Currently our volume is around 50,000 transactions per day. As I said earlier, we don't try this on our most active table, which would generate more than a million triggers per day: that's what first choked the ODBC driver. Doing your daily processing shouldn't be a problem.

That nightly import would be a test of the boundaries of this approach depending on how many tables you're updating: a million transfers distributed over several tables would be easier on the scheme than a million hits on a single table.

But you could also take a different approach with the nightly batch: disable the triggers for the import run and simultaneously do the same import on both databases. (I assume that there's an overnight maintenance window when your databases aren't being pounded by users.)

HTH,
harebrain
 
Hi harebrain,

Just to clarify an earlier point you made:
<harebrain>
Because Progress only has delete and write (insert/update aren't differentiated) triggers, when a write operation occurs in the queue we always copy the whole record.
</harebrain>

Progress also has a separate CREATE trigger, and within your WRITE trigger you can use a NEW function test whether a record has been freshly created. You could also BUFFER-COMPARE between NEW and OLD buffers of the current record, so this opens up the opportunity to just replicate updated fields rather than the whole record.

HTH
Mike.
 
Hi Mike,

That's valuable information that might influence Natalie's approach. Thanks for adding to the discussion, as my standpoint reflects an operation that might be atypical.

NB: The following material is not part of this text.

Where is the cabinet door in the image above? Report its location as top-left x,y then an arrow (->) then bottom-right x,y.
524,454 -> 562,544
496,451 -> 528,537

We have, perhaps, a different set of problems in that we're building onto a fragile fifteen-year-old legacy system. (Rumor has it that it was written in Progress version 3, which may or may not be true.) After we convinced our DBA to even let us create triggers (heretofore totally absent in this system) we agreed to keep them short, so as to minimally affect system performance. Hence our strategy of doing little more than recording the trigger type and record identifying info.

The ability to synchronize individual fields isn't necessarily a worthy goal. For one thing, it substantially complicates the code required to update the target database. Also, because we always update all the corresponding fields in a target record, we can collapse multiple updates of one source record (multiple trigger firings) to a single entry in the queue table for any given transfer window. This turns out to be very significant because it helps us avoid the ODBC query buffer overrun problem, not to mention that it similarly reduces the number of transfer queries, thus also reducing processing and traffic.

Regards,
David
 
This is a follow-up to statements I made in this thread concerning ODBC problems. These statements include:

CONS:
...
- A high-volume of changes to a single table (heavy transactions) in the scheduled window overruns the ODBC driver or Progress. (We can't get a straight answer to this problem.)
...
If you're too aggressive with that number, you can overrun the query buffer in the ODBC driver (we did narrow in on that problem since my original reply.)

I finally discovered that we did get a straight answer to this problem from Progress's tech support. They determined that our system was overflowing the prepared SQL statement buffer, not the SQL query queue itself.

This is a problem with the ODBC driver. That said, I have to lay some of the blame for our problem at Microsoft's doorstep: they promulgate the notion that it is always preferable to prepare SQL statements before execution because statement preparation is purportedly a bottleneck. Clearly, though, we filled up the prepared statement queue much faster than those queries could be submitted for execution, which caused the process to run away. The moral is that it is not always better to prepare SQL queries: had we sacrificed a little efficiency, we might have met with more success.

Kudos to Progress's tech support team for running this down, especially since the ODBC driver is not their product.